As a result of recent studies carried out in cooperation with the National Science Foundation, the Office of Health and Safety, Computer Division(OH&S) has decided to ask for the cooperation of computer users throughout the world to assist us in alleviating two combined problems: a potential deterioration of the shells housing computer monitors and, while less immediate, a shortage of luminous electrons.
To explain how these problems arise, a bit of background is in order. Basically a monitor operates like a television screen. One or more "electron guns" fire luminous electrons toward the face of the display. When these electrons hit, they release energy and illuminate a tiny spot on the screen, called a pixel. On average, each computer display requires approximately 500,000 pixels to compose an image; rather like the dots of ink that compose a photograph in the newspaper.

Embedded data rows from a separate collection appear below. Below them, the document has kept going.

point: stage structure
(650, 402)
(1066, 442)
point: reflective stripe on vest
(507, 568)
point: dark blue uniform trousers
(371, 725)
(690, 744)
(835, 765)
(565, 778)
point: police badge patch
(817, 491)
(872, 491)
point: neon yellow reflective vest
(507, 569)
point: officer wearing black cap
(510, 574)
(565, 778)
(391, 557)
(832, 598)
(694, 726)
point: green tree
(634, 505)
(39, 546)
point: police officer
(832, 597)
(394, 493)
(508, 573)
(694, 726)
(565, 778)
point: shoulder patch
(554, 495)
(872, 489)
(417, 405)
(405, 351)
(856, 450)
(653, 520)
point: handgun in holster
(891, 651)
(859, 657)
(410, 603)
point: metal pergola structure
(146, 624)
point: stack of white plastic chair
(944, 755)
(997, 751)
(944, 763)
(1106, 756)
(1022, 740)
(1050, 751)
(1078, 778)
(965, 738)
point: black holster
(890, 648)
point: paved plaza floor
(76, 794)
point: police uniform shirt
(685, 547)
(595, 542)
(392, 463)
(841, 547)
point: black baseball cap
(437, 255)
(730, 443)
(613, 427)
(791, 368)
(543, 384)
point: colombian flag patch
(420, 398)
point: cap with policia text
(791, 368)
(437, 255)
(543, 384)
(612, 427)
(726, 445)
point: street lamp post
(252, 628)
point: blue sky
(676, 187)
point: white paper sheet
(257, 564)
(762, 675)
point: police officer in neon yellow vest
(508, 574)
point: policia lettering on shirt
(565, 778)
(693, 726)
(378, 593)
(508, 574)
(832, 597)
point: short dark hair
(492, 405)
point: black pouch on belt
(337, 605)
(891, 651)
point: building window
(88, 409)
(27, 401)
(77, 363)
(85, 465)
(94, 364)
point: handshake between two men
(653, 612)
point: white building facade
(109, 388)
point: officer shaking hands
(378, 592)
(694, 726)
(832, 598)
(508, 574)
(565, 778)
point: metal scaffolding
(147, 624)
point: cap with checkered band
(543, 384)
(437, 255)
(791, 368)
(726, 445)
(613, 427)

Electromagnets control the path of these electron beams in the monitor, moving them around so that the entire face of the display screen is reached. These images are refreshed approximate 30 to 45 times per second which means that your monitor is consuming approximately 1 Billion (1,000,000,000) luminous electrons per minute.
Because the majority of these electrons are converted into lumens (light) which, eventually, returns to the universal etheric field, these luminous electrons are not actually consumed but are continuously recycled.
However, due to imperfections in the fabrication process, not all of the electrons actually reach the face of the display screen. Most of those that don't are deflected on their way through one of several "masks" inside the monitor, which are used to improve image sharpness. According to the OH&S study, these deflected luminous electrons accumulate inside the monitor and, over extended periods of time, can substantially weaken the structural integrity of the plastic monitor housing.
As for the eventual exhaustion of luminous electrons, while there is no evidence of any immediate lack of luminous electrons, the increasing world-wide dependence on computers and, therefore, on computer monitors does suggest that such the eventual depletion of such particles could, in time, become a critical international concern. While, at the present, early studies seem to indicate that particle depletion will not reach critical levels for several centuries, if nothing else, our past history of ecological deterioration and species loss suggests that early efforts directed toward conservation would not be inappropriate.
This brings us to the matter of cleaning up. The OH&S study has developed a protocol for safe cleaning of accumulated luminous electrons and their restoration to the universal etheric field. The detailed necessary steps are quite easily accomplished:
1. Turn the computer off and disconnect the monitor from the power source (that is: unplug it)
2. Start at the upper front portion of one side of the monitor. Using a gentle motion, repeatedly tap the side of the monitor, starting at the top and progressing toward the bottom. This should free any accumulated electrons, which will fall harmlessly to the bottom of the plastic housing.
3. Repeat step 2 for the opposite side of the monitor.
4. After thoroughly dislodging the accumulated luminous electrons, use a common vacuum cleaner (a hose and wand type) and apply the vacuum nozzle to the holes along the side of the case. This will vacuum out the accumulated luminous electron particles and, as a secondary benefit, will also help renew the vacuum in your vacuum tube (CRT) display.
5. At night, if possible, remove the dust bag from the vacuum cleaner and, taking the bag outside, scatter the accumulated luminous electrons to release them for return to the etheric field.
Note: laptop and portable computers and those using LCD monitors on desktop computer do not need to comply with this cleaning process. The technology used in LCD screens is quite different and is not vulnerable to deflected electron buildup.
According to our studies at OH&S, this process should be repeated every winter.